What makes a great restaurant or bar?
Food and Beverage (F&B) is increasingly competitive in today’s hospitality environment. Enabled middle classes, social media orientated choices, affordable and creative options, and greater mobility all make for a highly dynamic industry. This makes it essential for establishment owners, designers and chefs to be creative, current and nimble in design and delivery. Trends and fads fade; however, quality and customer connections endure. What makes a restaurant or bar great? It’s the right mix of offering a great guest experience, ambience, service and quality.
How can the design of the space help to achieve certain business goals?
Design is paramount in the context of delivery of an F&B experience. Design however is a delicate balance between the creation of an ‘atmosphere’ and the quality and consistency of service and product.
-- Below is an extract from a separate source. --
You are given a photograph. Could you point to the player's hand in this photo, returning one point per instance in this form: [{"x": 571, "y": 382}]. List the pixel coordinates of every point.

As designers, we need to ensure that logistics and functionality, service, food preparation and flow are all considered in the design and development process.
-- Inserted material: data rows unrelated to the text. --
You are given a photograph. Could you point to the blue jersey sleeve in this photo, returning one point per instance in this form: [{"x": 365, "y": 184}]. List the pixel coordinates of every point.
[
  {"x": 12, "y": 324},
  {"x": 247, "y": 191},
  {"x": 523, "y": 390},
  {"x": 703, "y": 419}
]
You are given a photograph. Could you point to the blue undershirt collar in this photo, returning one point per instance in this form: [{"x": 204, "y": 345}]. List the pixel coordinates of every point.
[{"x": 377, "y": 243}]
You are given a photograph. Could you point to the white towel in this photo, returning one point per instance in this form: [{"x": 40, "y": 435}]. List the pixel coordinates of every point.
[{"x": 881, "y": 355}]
To what extent can the design of the restaurant or bar measurably contribute to the effectiveness of the space as a business?
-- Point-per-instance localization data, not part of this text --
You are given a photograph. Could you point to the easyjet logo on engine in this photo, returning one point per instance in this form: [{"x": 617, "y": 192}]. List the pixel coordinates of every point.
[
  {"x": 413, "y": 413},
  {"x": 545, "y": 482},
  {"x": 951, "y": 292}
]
Design is a significant factor and few successful restaurants or bars succeed without some element of theatre and showmanship. This can be delivered in many ways, from an unobtrusive yet impeccably trained and groomed waiter, to a sense of interaction and preparation at show kitchens.
What strategies do you have in place to enable the design of venues that contribute to happier guests and higher spending?
The process must be closely coordinated throughout – driven by a clear vision. It starts with profiling market and consumer trends, as today’s preferences may become tomorrow’s monotony.
At ONYX this involves a close and constant collaboration among our technical/design teams and operations, sales, marketing and F&B team members throughout the whole process.
Consumers who visit restaurants and bars obviously do so to fulfill certain psychological needs. What tools and strategies do hospitality designers have at their disposal to ensure that these needs are successfully met?
In most respects, the palette is limitless and the available materials, spaces, cuisines and locations can conjure countless options for any given space. A successful design blends commercial savvy with comfort, service and the overall experience.
What would you say are the main design elements that affect the length of time that customers spend in a restaurant or bar?
The fundamental elements of lighting, environment and ambience, music, décor and signage, and yes comfortable chairs – are all important elements. Getting these right is critical. The design elements then form the framework for the experience, and there are so many variations of style and décor that no single formula exists.
What aspects are kept in mind to ensure the restaurants and bars in each hotel are unique? Is an effort made to ensure design is relevant to the culture in each city?
We always strive for relevance and a certain sense of uniqueness in our restaurants and bars. We balance the aesthetics with other considerations such as ensuring that the overall concept is appropriate for the hotel’s location, positioning and clientele. In all our outlets, local culture is depicted through a combination of design, style, colour and choice of artwork and artefacts.
Does the company work with local or foreign firms as far as collaborators are concerned?
We work with both local and international designers. At times, we also work with food and beverage consultants to ensure that our concepts are aligned with market needs, commercial dynamics and dining trends.
How did you get involved in hospitality design?
I am a UK-qualified architect who landed in Hong Kong during an early stage of my career and was captivated by the complexity, dynamic and creativity afforded in designing hotels. I left professional practice to join the hotel industry soon after arriving and have never looked back.
Do you have a favourite among the hotels? In terms of design?
I have several personal favourites, and La Gritta at Amari Phuket has a very special feel. Consistently regarded as one of Phuket’s finest Italian restaurants, La Gritta occupies a magical waterfront location and occupies two floors, with a bar on the upper level and an indoor and outdoor restaurant at the lower level. The restaurant is a popular spot for wedding proposals as well as wedding anniversary dinners.